In 2014, a week before Thanksgiving, a 56-year-old man was shot in the Crown Heights neighborhood of Brooklyn. Within hours, several of his family members gathered at the crime scene, discussing retribution. They had suffered; now, they wanted others to pay for their pain.
That’s when David Gaskin showed up. He gently probed the family, asking how they were feeling and why they might retaliate. He offered sympathy and counsel, informed by his experiences in prison and as a former gang member. And he repeatedly asked for verbal commitments that they wouldn’t strike back, at least not then. Some agreed–and he promised to follow up.
Gaskin, 34, isn’t a police officer or a psychologist; he’s an outreach worker for a nonprofit initiative, Save Our Streets (SOS). But he and others like him may well be instrumental in curbing America’s gun-violence epidemic on a local level, especially as Congress keeps declining to pass federal gun control.
The key is their unorthodox approach. Unlike cops, who arrest criminals, or coalitions, which raise money to change laws, programs like SOS–now in Oakland, Calif., New Orleans and at least 20 other major U.S. cities–approach gun violence like doctors approach disease: as a contagious bug that must be diagnosed, contained and treated. “Hurt people hurt people,” explains Yvette Simpson, who is spearheading an SOS-like initiative in Cincinnati. And at a time when the American Medical Association (AMA) is calling gun violence a public health crisis, these groups say it’s paramount to manage that pain. It just might prevent the next local shooting, or even the next Orlando.
The idea that violence can be “cured” originated in the 1990s, when Gary Slutkin, an epidemiologist, moved to Chicago.

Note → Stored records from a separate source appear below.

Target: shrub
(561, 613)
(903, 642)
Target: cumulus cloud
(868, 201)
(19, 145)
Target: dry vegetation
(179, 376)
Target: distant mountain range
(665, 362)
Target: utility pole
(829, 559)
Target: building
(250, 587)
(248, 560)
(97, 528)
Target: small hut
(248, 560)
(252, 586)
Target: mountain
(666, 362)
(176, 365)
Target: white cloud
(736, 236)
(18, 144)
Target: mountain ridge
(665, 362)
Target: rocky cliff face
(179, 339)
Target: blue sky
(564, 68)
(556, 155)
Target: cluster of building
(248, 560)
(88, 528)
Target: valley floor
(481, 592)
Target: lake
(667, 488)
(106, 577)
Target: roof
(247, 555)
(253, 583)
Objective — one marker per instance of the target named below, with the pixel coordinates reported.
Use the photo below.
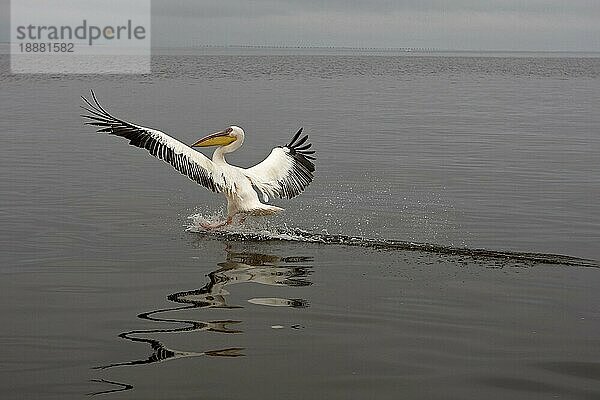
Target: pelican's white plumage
(285, 173)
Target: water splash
(258, 230)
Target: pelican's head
(222, 138)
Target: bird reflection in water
(243, 267)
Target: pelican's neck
(219, 154)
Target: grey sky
(445, 24)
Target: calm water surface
(106, 290)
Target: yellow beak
(221, 138)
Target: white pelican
(285, 173)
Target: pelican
(285, 173)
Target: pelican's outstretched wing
(287, 171)
(182, 157)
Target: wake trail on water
(256, 232)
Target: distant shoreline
(211, 49)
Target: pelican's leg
(216, 225)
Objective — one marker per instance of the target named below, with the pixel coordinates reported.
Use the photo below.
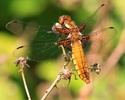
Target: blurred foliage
(46, 12)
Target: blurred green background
(109, 85)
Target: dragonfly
(68, 35)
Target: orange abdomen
(79, 61)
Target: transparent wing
(98, 39)
(96, 42)
(42, 46)
(93, 19)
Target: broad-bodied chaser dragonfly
(72, 39)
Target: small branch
(59, 76)
(25, 85)
(23, 62)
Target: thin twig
(58, 78)
(25, 85)
(23, 62)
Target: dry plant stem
(58, 78)
(25, 85)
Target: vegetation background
(109, 85)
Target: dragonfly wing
(98, 39)
(41, 46)
(96, 43)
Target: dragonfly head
(64, 18)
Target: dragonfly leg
(95, 68)
(22, 62)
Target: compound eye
(63, 18)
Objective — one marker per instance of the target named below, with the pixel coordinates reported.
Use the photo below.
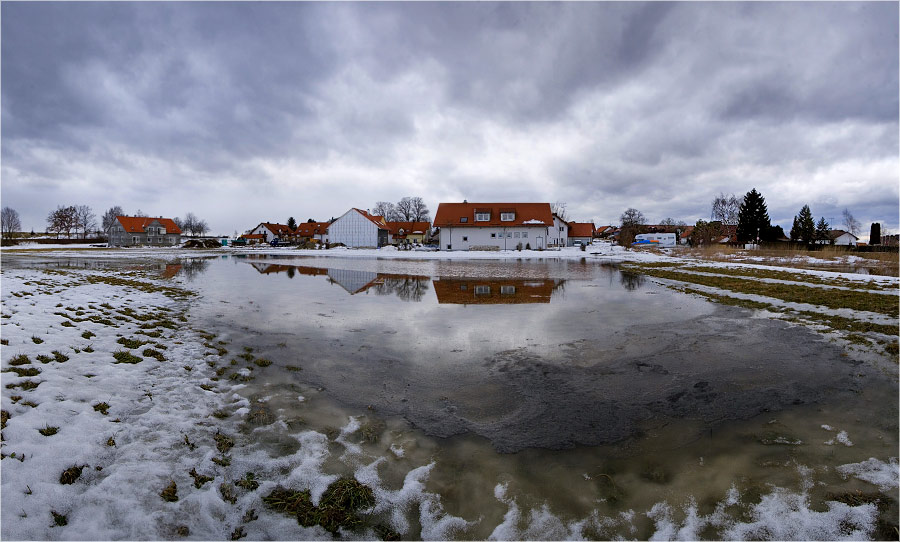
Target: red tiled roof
(581, 229)
(138, 224)
(378, 220)
(277, 229)
(408, 228)
(449, 214)
(308, 229)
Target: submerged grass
(123, 356)
(796, 293)
(339, 507)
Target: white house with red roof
(143, 230)
(357, 228)
(559, 232)
(266, 232)
(408, 232)
(493, 226)
(582, 232)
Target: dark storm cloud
(658, 106)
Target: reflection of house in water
(406, 287)
(495, 291)
(353, 281)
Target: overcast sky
(250, 112)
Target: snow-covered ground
(160, 422)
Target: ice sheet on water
(883, 474)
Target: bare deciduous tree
(420, 210)
(559, 209)
(85, 220)
(63, 219)
(9, 221)
(850, 222)
(725, 209)
(404, 209)
(385, 209)
(109, 217)
(632, 222)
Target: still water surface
(552, 399)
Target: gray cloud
(256, 111)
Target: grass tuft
(223, 442)
(71, 474)
(337, 509)
(156, 354)
(199, 479)
(58, 519)
(131, 343)
(20, 359)
(48, 431)
(123, 356)
(170, 493)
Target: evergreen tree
(795, 230)
(804, 229)
(753, 218)
(875, 234)
(822, 230)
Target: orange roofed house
(493, 226)
(357, 228)
(143, 230)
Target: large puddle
(551, 399)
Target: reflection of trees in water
(406, 288)
(631, 281)
(193, 267)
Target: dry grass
(879, 263)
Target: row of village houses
(457, 226)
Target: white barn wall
(557, 237)
(464, 238)
(353, 230)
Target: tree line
(80, 219)
(408, 209)
(748, 219)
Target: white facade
(493, 237)
(846, 239)
(559, 232)
(353, 229)
(264, 231)
(663, 239)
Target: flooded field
(555, 399)
(542, 399)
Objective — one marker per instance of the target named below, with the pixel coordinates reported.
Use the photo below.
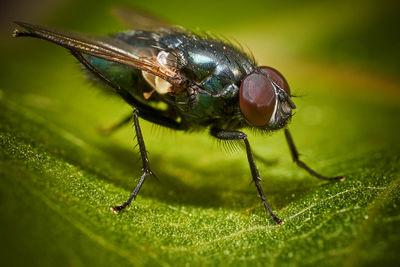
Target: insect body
(204, 84)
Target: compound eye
(277, 77)
(257, 99)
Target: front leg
(145, 161)
(236, 135)
(301, 164)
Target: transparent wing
(151, 59)
(139, 19)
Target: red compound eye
(278, 78)
(257, 99)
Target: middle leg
(236, 135)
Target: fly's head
(265, 100)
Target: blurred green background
(59, 176)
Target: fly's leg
(107, 130)
(301, 164)
(236, 135)
(145, 161)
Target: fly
(205, 83)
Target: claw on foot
(116, 209)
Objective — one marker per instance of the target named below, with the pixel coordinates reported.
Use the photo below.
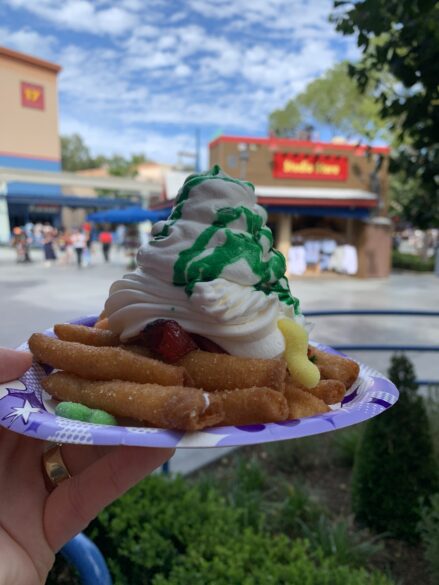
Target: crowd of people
(68, 246)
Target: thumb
(13, 363)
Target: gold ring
(54, 468)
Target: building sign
(310, 166)
(32, 96)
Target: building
(31, 179)
(29, 136)
(319, 192)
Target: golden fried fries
(217, 371)
(202, 390)
(335, 367)
(330, 391)
(86, 335)
(302, 403)
(170, 407)
(246, 406)
(103, 363)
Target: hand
(34, 523)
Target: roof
(30, 60)
(312, 196)
(273, 142)
(298, 197)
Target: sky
(144, 76)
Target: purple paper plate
(27, 409)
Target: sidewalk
(33, 298)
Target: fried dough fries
(201, 390)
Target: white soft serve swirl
(227, 310)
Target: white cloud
(103, 140)
(28, 41)
(80, 15)
(137, 79)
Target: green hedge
(168, 532)
(395, 467)
(411, 262)
(429, 528)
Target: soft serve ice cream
(212, 268)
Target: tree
(75, 155)
(286, 122)
(334, 101)
(395, 466)
(399, 38)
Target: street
(34, 297)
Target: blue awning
(315, 211)
(69, 201)
(129, 215)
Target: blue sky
(144, 75)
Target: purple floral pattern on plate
(27, 409)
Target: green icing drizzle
(192, 181)
(193, 266)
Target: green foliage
(335, 101)
(255, 559)
(399, 40)
(168, 532)
(75, 154)
(411, 262)
(346, 444)
(286, 122)
(335, 539)
(294, 510)
(395, 466)
(290, 456)
(429, 529)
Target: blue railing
(84, 555)
(380, 347)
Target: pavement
(33, 297)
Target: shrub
(255, 559)
(346, 443)
(302, 454)
(334, 538)
(395, 465)
(294, 508)
(411, 262)
(429, 529)
(168, 532)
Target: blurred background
(331, 110)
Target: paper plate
(27, 409)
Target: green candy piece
(74, 411)
(100, 417)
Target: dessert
(205, 331)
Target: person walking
(79, 243)
(49, 235)
(106, 239)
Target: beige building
(28, 108)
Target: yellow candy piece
(296, 354)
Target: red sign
(32, 96)
(324, 167)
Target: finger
(71, 506)
(13, 363)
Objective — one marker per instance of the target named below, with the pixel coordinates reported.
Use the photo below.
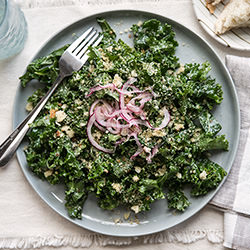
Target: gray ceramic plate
(191, 48)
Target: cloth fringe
(28, 4)
(85, 241)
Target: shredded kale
(60, 151)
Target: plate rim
(215, 55)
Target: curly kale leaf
(44, 69)
(203, 85)
(210, 125)
(157, 41)
(177, 200)
(204, 175)
(75, 196)
(206, 143)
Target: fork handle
(10, 145)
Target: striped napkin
(234, 196)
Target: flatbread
(235, 14)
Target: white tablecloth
(25, 220)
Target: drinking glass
(13, 29)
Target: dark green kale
(59, 150)
(44, 69)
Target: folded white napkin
(234, 196)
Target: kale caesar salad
(132, 126)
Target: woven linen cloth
(234, 196)
(25, 220)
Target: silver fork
(71, 60)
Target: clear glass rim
(5, 11)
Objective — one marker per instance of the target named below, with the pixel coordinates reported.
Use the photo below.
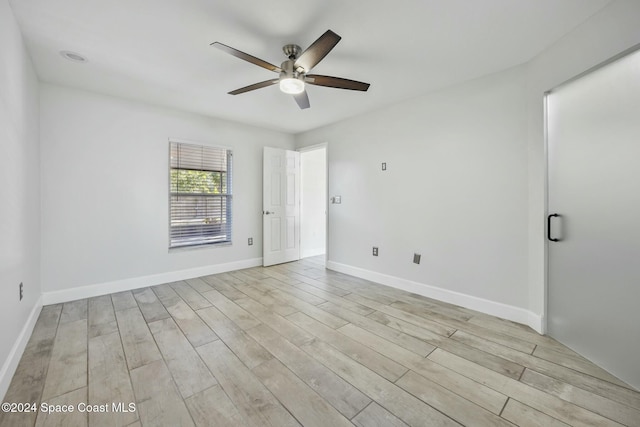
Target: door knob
(552, 239)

He soon realized that the city’s crime rates spiked in geographic clusters, like the viruses he had treated in Somalia and Uganda, and that those who experience violence have a greater likelihood of committing it, meaning it’s contagious. (Per one recent study, people exposed to violent behavior as children or adolescents were 31.5 times more likely to engage in chronic violent behavior as adults than those who were not.)
So in 2000, Slutkin started CeaseFire, a group that tapped people with connections to high-crime areas, like Gaskin, to serve as “violence interrupters.” After receiving tips from community members, they reached out to people who had experienced a violent episode, mediated ongoing conflicts and worked with high-risk residents to change their behavior–much in the way doctors treat outbreaks of tuberculosis and cholera.

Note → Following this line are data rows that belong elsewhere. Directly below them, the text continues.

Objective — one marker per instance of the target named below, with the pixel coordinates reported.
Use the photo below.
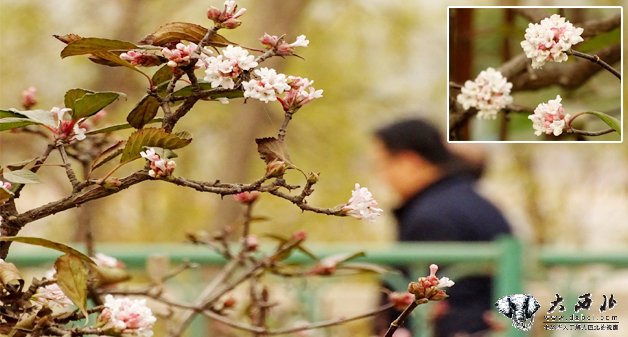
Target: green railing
(505, 255)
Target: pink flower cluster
(280, 46)
(29, 98)
(227, 17)
(159, 167)
(488, 93)
(362, 205)
(126, 316)
(180, 55)
(67, 128)
(222, 70)
(549, 40)
(550, 118)
(430, 287)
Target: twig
(68, 168)
(595, 59)
(402, 317)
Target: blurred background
(377, 60)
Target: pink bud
(247, 198)
(213, 14)
(231, 23)
(28, 97)
(299, 236)
(251, 243)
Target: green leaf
(72, 275)
(92, 103)
(49, 244)
(612, 122)
(143, 112)
(228, 93)
(150, 137)
(74, 94)
(21, 177)
(92, 45)
(10, 278)
(117, 127)
(43, 117)
(12, 120)
(178, 31)
(164, 74)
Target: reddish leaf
(143, 112)
(91, 45)
(183, 31)
(72, 275)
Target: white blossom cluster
(550, 118)
(549, 40)
(488, 93)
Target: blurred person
(438, 202)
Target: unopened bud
(275, 169)
(231, 23)
(28, 97)
(213, 14)
(247, 197)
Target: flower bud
(231, 23)
(276, 169)
(213, 14)
(247, 198)
(28, 97)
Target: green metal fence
(506, 256)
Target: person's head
(411, 154)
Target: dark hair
(424, 139)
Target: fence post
(509, 277)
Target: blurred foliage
(376, 60)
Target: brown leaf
(179, 31)
(72, 275)
(272, 149)
(10, 278)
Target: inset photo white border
(535, 74)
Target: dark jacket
(451, 210)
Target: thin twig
(595, 59)
(403, 315)
(68, 168)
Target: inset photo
(542, 74)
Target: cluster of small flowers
(67, 128)
(549, 40)
(159, 167)
(222, 70)
(127, 316)
(550, 118)
(227, 17)
(362, 205)
(180, 55)
(430, 287)
(488, 93)
(280, 46)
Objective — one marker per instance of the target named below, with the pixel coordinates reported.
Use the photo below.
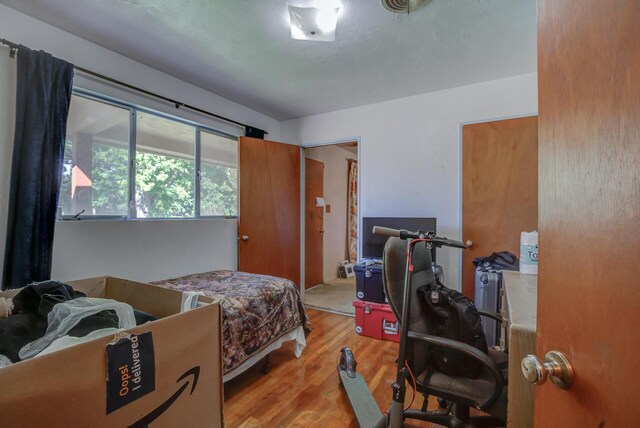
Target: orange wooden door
(499, 188)
(269, 218)
(314, 223)
(589, 274)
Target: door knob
(555, 366)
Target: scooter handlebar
(386, 231)
(396, 233)
(405, 234)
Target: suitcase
(376, 320)
(488, 285)
(369, 282)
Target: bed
(259, 314)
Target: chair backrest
(394, 268)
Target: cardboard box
(69, 388)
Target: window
(167, 168)
(96, 160)
(218, 176)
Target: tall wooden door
(589, 178)
(314, 223)
(499, 188)
(269, 218)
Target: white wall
(142, 250)
(335, 187)
(410, 149)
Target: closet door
(269, 214)
(589, 274)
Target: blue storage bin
(369, 282)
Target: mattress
(257, 311)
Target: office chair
(487, 392)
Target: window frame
(133, 118)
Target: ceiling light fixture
(314, 23)
(403, 6)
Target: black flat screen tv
(373, 245)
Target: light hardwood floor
(306, 392)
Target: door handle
(555, 366)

It worked. Within a year, Slutkin’s approach led to a 67% decrease in shootings in one of Chicago’s most violent areas. Since then, “cure violence” initiatives, funded by a mix of city, state, federal and private money, have led to similar results in other cities–notably in four high-crime Baltimore neighborhoods, where there were as many as 56% fewer murders and 44% fewer shootings from 2007 (when the first program began) to 2010.
There are drawbacks to the cure-violence approach, though. For one thing, its efficacy is limited by the fact that Congress hasn’t funded gun-violence research since 1996, thanks in part to pressure from the National Rifle Association. “We’re just sticking our heads in the sand,” says Andrew Gurman, president of the AMA, of the gridlock. Chicago police have also criticized CeaseFire staff for not sharing information or involving them enough in the process, and said some outreach workers were getting into trouble. That led Mayor Rahm Emanuel to slash the program’s budget in 2013.

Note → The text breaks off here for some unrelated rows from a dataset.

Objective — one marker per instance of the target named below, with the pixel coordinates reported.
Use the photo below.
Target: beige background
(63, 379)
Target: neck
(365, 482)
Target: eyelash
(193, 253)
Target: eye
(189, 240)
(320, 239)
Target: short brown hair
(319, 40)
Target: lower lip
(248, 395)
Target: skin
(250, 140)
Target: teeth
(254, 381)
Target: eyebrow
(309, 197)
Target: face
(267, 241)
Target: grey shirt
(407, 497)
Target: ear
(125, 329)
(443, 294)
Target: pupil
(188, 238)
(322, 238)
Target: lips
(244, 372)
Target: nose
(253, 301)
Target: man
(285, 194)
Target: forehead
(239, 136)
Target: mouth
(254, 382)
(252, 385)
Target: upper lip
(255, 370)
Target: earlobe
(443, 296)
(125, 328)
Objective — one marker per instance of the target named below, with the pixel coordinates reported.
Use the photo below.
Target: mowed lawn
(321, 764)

Still, in Crown Heights, which has seen gun violence drop significantly since SOS began in 2009, program head Amy Ellenbogen argues that it’s an asset to have more than one entity working to end violence, especially gun violence. “It is a social problem that has so many root causes,” she says. Simpson, of Cincinnati, agrees. “Law enforcement is part of” the solution, she says, but it takes more than police work “to prevent somebody from shooting a gun.”